Use auto-accept selectively: for well-understood steps where the plan is unambiguous and prompt injection risks are mitigated. For exploratory work, model building, or anything involving pharmacometric judgment, keep yourself in the loop. You drive the agent; don't let it drive you.

It's All Plain Text

Everything that makes agents powerful in this context is plain text. Skill files are markdown. Workflow guides are markdown. Organisation rules are markdown. Agent instructions are markdown. There is no special syntax, no compilation step, no framework to learn.

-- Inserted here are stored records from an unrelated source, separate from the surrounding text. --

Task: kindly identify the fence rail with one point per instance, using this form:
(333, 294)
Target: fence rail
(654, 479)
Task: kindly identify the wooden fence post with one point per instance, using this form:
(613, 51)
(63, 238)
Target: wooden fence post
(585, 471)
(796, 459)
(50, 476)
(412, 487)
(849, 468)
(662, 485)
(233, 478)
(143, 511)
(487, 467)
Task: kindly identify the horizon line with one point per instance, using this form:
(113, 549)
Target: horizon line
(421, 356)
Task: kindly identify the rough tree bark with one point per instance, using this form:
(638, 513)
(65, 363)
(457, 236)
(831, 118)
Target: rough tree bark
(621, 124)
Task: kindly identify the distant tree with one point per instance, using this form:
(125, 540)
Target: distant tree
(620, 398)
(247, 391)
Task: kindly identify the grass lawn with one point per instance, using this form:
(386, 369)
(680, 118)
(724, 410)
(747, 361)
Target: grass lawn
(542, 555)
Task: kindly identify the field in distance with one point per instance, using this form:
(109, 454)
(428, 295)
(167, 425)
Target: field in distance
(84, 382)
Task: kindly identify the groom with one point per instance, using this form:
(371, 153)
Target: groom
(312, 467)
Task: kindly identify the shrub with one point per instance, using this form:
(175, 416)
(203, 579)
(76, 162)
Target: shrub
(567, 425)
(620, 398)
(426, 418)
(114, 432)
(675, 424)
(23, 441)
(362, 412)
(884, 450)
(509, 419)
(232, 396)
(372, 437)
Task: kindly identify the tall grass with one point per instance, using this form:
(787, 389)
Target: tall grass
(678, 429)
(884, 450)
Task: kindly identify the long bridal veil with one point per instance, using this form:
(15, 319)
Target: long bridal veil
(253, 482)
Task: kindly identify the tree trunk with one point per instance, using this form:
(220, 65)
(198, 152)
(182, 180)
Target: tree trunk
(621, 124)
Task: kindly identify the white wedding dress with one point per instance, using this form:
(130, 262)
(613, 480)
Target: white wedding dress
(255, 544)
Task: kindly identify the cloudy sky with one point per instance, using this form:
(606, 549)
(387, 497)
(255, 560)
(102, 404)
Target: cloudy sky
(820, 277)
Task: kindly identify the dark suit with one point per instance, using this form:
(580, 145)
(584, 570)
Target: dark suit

You can build complex custom workflows simply by writing markdown documents that describe the steps in natural language and reference PumasAide's three tools when execution is needed. A document that says "load the data using include_julia_file, check for missing values, then build an NCA population with these column mappings" is a workflow. Chain several such documents together and you have a multi-stage analysis pipeline, authored in the same language you'd use to explain the process to a colleague.

Set Up Standards Once

If you find yourself repeating the same thresholds, conventions, or methodology preferences across sessions ("use rsqadjkel >= 0.8", "always include AUC extrapolation checks", "our naming convention is..."), consider setting up organisation rules as skill files. The one-time authoring effort pays for itself in consistency and reduced friction across every subsequent analysis.

Use the Knowledge Base to Learn

The pumas_knowledge tool exists for your benefit as much as the agent's. Ask the agent to look up function signatures, explain what a parameter means, compare estimation methods, or walk through how a workflow step works. The knowledge base covers API references, pharmacometric concepts, and analysis workflows in detail. It's a learning resource embedded directly in your working environment.